It’s Friday night. The past week of classes have been hell and you’re ready for a fun, carefree night out. You grab that brand new crop top with the lace back from Forever 21, slip on your favorite pair of skinny jeans that make your butt look great, and slide into those classic black pumps. Your friends give you the pep talk, “whew girl, you lookin’ hot,” “the boys gonna be crawlin’ when they see you walk in,” etc. You feel confident.
At the party, you have a few drinks and meet a great guy. You dance together, talk, and do the usual flirty, “let’s get to know each other” routine. However, the night ends in a dark place when this “nice guy” takes it too far. He tries to take you upstairs, and what starts off as foreplay quickly turns aggressive. He ends up forcing himself on you, but you manage to get away before it escalates anymore. You’ve just been sexually assaulted.
You’re hurt and confused. You speak out, but you’re shut down with harsh judgments: “Look at what you were wearing,” “Going out in that outfit, you were practically asking for it,” “You were inviting him into make a move,” or “You can’t give mixed signals like that.”
All too often is blaming the victim the case. Encouragements at the beginning of the night turn into criticisms of apathy the next morning. The victim takes responsibility for being assaulted, but is confused. She thought she looked great? Isn’t that what she wanted? But she didn’t think that meant being assaulted.
We say stay in pairs, watch our drinks, don’t go with a guy alone anywhere, and of course have that handy rape whistle. However, girls are still getting sexually assaulted and raped.
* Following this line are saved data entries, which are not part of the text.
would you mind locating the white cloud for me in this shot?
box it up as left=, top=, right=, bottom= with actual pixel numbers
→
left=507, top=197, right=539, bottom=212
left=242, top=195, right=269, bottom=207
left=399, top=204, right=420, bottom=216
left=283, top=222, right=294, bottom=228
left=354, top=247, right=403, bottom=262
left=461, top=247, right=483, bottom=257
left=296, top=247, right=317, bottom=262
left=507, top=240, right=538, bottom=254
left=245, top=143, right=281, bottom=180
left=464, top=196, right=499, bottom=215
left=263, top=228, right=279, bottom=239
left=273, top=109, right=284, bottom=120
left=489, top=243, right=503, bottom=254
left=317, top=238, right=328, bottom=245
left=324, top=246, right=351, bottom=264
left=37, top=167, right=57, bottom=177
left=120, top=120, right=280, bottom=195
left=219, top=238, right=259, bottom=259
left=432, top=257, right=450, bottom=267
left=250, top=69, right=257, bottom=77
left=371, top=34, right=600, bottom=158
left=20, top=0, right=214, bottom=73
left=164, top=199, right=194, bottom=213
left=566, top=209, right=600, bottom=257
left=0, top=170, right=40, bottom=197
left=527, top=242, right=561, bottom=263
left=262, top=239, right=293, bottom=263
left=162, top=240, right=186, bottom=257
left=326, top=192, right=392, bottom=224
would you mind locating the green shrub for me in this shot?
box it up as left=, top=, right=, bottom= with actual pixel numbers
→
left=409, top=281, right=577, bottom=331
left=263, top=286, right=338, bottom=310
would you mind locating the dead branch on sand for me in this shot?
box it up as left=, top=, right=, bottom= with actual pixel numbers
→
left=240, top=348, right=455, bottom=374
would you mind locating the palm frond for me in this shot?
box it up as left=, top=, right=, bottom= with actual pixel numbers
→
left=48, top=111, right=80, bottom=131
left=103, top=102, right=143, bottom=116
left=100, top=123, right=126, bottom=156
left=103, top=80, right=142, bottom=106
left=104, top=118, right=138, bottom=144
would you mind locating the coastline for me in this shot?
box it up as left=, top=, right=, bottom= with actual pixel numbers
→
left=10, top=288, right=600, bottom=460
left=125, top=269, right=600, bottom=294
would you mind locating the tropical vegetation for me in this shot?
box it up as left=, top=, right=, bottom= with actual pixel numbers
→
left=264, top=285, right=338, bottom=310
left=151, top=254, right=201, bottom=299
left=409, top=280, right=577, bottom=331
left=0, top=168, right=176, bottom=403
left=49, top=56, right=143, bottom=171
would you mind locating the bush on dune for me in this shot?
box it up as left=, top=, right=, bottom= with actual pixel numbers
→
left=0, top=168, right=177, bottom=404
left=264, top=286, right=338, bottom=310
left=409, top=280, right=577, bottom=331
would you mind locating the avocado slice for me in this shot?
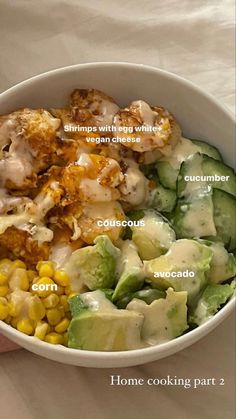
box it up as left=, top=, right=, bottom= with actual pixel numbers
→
left=68, top=310, right=144, bottom=351
left=127, top=287, right=188, bottom=345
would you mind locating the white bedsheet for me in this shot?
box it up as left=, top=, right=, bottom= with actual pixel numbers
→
left=0, top=1, right=235, bottom=418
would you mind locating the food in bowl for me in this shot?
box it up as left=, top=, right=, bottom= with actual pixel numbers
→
left=0, top=87, right=235, bottom=352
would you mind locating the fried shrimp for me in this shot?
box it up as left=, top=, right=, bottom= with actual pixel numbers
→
left=113, top=100, right=181, bottom=153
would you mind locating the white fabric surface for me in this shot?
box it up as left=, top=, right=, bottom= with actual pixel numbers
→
left=0, top=1, right=235, bottom=418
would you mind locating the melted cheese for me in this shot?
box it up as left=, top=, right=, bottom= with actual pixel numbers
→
left=160, top=137, right=200, bottom=169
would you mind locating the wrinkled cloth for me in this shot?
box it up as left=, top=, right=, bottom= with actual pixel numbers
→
left=0, top=0, right=235, bottom=418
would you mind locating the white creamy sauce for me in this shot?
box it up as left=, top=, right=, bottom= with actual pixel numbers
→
left=160, top=137, right=200, bottom=169
left=182, top=195, right=217, bottom=237
left=80, top=178, right=112, bottom=202
left=81, top=290, right=116, bottom=312
left=119, top=240, right=143, bottom=275
left=83, top=201, right=122, bottom=220
left=91, top=97, right=119, bottom=127
left=0, top=118, right=15, bottom=149
left=119, top=159, right=148, bottom=206
left=132, top=100, right=155, bottom=126
left=77, top=153, right=93, bottom=169
left=50, top=243, right=73, bottom=268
There has to be another reason as to why guys at parties see girls as objects they can manhandle however they want. If guys are looking at us, then the next logical step is to look at the outward appearance of us girls, specifically our clothing.
The media and fashion industry tells girls what they should wear to parties, screaming “LESS IS MORE,” go ahead and wear that cut out dress with mesh and make sure it’s just short enough cover your hooh-hah, call yourself a yoga hoe or an office hoe or just plain hoe for a theme party. These are not the labels us girls want the opposite sex to view us as.
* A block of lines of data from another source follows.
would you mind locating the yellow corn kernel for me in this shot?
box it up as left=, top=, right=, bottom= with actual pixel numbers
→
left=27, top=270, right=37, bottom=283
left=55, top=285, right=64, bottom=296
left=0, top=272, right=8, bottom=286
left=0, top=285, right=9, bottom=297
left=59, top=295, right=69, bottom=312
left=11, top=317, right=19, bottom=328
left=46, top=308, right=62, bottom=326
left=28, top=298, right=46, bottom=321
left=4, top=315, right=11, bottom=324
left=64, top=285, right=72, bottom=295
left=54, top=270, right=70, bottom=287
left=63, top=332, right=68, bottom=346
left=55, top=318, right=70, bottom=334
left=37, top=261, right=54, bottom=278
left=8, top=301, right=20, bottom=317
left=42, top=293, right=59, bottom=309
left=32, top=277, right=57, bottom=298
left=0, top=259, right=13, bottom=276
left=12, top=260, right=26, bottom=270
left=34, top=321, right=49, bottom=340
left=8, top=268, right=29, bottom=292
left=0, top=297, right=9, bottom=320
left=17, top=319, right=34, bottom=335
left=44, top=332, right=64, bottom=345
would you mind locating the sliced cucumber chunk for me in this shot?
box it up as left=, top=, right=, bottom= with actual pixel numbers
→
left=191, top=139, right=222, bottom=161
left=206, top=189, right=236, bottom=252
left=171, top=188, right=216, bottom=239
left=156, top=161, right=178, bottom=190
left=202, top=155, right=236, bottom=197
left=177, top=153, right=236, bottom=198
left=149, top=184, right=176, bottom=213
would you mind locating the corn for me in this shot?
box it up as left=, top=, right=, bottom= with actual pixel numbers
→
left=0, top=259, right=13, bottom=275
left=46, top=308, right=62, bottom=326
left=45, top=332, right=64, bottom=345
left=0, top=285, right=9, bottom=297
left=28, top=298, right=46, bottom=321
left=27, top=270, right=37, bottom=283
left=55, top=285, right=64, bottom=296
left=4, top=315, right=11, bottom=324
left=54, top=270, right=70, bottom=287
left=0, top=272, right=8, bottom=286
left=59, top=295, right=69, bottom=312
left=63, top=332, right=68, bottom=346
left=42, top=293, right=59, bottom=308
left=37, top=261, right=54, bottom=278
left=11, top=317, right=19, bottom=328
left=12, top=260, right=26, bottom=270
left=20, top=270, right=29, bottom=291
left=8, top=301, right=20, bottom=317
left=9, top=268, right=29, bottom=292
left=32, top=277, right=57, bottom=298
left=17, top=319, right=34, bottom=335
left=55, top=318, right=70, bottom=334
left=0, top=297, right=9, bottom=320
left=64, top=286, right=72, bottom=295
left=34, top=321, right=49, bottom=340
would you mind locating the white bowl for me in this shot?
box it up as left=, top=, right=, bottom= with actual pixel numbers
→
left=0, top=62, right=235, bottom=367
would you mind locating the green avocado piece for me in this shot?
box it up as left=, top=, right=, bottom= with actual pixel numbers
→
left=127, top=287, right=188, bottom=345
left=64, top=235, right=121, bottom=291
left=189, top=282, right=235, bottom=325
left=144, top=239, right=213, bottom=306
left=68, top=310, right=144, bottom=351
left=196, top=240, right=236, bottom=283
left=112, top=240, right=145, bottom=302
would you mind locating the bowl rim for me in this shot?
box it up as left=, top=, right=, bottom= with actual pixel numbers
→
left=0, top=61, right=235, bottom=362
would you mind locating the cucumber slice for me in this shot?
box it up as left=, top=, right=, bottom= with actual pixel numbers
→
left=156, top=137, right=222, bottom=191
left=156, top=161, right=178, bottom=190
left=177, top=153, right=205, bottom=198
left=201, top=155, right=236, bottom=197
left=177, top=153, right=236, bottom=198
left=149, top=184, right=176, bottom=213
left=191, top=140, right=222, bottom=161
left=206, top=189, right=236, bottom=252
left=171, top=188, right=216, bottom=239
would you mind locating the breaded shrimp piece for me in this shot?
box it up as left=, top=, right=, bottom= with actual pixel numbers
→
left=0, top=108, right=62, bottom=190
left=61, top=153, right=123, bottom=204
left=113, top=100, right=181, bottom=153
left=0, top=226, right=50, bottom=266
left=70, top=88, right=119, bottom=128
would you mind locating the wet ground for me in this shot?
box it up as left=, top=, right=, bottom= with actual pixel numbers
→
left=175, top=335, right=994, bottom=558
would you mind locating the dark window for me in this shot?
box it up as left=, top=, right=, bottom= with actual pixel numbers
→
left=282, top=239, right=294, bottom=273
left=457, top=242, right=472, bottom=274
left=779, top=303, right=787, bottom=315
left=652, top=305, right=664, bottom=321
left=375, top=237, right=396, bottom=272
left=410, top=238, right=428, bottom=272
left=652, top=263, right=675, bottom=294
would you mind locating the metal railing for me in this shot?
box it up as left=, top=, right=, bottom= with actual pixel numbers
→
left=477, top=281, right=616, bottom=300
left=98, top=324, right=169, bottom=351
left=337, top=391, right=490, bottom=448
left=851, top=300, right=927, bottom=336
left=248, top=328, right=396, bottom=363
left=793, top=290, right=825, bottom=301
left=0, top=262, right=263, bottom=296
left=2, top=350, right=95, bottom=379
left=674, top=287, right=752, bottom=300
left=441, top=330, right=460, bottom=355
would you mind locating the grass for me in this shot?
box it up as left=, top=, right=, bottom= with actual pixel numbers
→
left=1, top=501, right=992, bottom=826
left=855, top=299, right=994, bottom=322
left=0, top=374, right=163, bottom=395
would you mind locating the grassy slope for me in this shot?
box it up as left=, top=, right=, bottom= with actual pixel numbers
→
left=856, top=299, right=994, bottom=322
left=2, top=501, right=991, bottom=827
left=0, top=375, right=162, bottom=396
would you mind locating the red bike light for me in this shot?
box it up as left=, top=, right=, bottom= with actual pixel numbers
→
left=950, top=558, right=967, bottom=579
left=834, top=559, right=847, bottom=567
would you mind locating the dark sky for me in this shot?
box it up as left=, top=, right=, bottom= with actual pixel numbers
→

It seems for “night out on the town” clothing, fashion has told us it’s less and less like actual clothing and more like lingerie, which tells guys that we want to have sex. I mean lingerie is supposed to be used as type of foreplay. Maybe you do want to have sex and that’s why you’re wearing it, but it should be a choice made between two people, not something forced on you because of a piece of fabric you put on.
If it’s our bodies that are the main issue, then why don’t we question what we’re told to put on them? We’re being told that our bodies are to be used to attract men and more importantly, men are being told that women are objects, so won’t guys deem it acceptable to treat us as such?
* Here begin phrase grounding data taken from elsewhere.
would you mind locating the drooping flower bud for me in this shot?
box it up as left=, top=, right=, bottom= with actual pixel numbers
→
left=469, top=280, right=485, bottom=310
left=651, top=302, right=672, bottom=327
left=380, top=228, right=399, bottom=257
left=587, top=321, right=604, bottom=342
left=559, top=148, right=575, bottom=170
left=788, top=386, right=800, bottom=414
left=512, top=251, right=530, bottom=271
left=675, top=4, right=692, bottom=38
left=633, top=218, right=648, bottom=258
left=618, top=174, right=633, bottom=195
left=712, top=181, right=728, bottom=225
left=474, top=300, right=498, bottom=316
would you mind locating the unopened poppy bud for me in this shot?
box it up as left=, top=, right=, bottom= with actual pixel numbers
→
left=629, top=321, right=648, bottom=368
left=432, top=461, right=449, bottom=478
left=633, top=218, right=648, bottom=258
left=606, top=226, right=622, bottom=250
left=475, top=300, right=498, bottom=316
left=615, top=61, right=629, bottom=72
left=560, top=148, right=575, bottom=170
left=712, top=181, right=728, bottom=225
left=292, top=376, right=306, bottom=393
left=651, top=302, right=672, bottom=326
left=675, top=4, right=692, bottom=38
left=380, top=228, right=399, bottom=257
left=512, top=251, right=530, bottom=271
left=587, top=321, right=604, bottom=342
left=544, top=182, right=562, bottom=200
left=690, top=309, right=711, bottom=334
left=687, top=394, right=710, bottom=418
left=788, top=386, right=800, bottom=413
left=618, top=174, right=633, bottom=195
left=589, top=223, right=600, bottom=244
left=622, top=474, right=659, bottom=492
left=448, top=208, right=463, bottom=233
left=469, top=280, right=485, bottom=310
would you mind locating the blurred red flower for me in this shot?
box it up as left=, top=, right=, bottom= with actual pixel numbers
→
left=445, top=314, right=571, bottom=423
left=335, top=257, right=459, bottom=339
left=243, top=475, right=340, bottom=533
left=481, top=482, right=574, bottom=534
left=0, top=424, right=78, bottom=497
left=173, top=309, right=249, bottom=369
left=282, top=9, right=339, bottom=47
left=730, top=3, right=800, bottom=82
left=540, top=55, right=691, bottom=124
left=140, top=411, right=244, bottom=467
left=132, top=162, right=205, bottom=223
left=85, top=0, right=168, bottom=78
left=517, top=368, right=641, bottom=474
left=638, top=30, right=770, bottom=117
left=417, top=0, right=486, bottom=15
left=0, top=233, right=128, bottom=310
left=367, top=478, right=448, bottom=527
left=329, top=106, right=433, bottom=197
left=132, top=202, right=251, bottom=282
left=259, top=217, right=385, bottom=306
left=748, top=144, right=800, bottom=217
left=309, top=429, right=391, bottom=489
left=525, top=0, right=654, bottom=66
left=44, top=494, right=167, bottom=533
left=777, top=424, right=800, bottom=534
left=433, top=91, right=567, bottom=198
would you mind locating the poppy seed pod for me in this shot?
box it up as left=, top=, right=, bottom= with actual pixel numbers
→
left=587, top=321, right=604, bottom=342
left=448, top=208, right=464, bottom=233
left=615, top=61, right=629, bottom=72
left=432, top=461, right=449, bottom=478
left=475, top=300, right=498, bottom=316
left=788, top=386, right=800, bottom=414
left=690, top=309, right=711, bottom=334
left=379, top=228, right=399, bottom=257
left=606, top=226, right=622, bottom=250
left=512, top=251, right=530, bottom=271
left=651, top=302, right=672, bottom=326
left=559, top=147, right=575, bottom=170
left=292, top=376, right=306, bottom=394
Us girls, especially at this age, look at life with eyes wide open. We want to be loved and accepted. And if someone is telling us wear this, do and say this and you will be noticed and accepted, we’re going to do it. If a party is themed and tells you to look like a hoe or slut or whatever other degrading name they want to call you, you’re going to do it because it’s the theme and if you don’t participate, people are going to think you’re some type of outcast.
When it comes down to it, it’s not our fault. It’s not like we wake up thinking I want to dress like a slut or a whore. We don’t think “hey I’m going to wear this body-con dress so a guy tries to have sex with me against my will.” We may put on these clothes, but only because we are told that this is fashion, this is what will get us noticed, this is what tells others we are acceptable and trendy. We are told this through media and the fashion industry.
At the end of the day, people have the ultimate choice of what they put on their bodies, and in no way should people who commit these crimes of rape or sexual assault be excused. They should be punished and questioned as to why they think it is acceptable to shrink women down to vessels for their own sexual enjoyment. But maybe a part of the answer to this question is the influence of the media and fashion on all people with their ads exploiting women’s bodies and saying, “if a woman is wearing this, she wants to have sex with you.” Men with deep issues, the men who attack innocent girls, are taking these messages literally and might be thinking what they are doing is acceptable. It is, however, never acceptable.
This may not be the end all-cure all, as a matter of fact I’m sure it’s not. Women get assaulted and raped in broad daylight or just walking home with jeans and t-shirt. But maybe it’s a place to start a conversation between young people about sexual assault and rape in the party scene and where it might all stem from. Maybe it comes from the media and fashion industries telling us the way to party is to party with barely anything on. In all seriousness, I have a killer dance party in my kitchen with sweats and an oversized t-shirt on. Why can’t that be acceptable at parties?
So next time you’re going throw on those cut-off shorts that show the weird bottom butt cleavage and you get the catcalls or pervy looks, think who is telling me what to wear again? Do I want to conform to being valued by the media’s body standards or by something deeper?
We are not objects. We are women. We are strong human beings who think for ourselves. We are in control of what we wear even if it means not wearing the super trendy clothes. We just have to remember that we make the choice. The choice to recognize the ridiculousness of fashion trends telling us to exploit our bodies, and say, in the words of Fat Amy, “eh, bettah not.”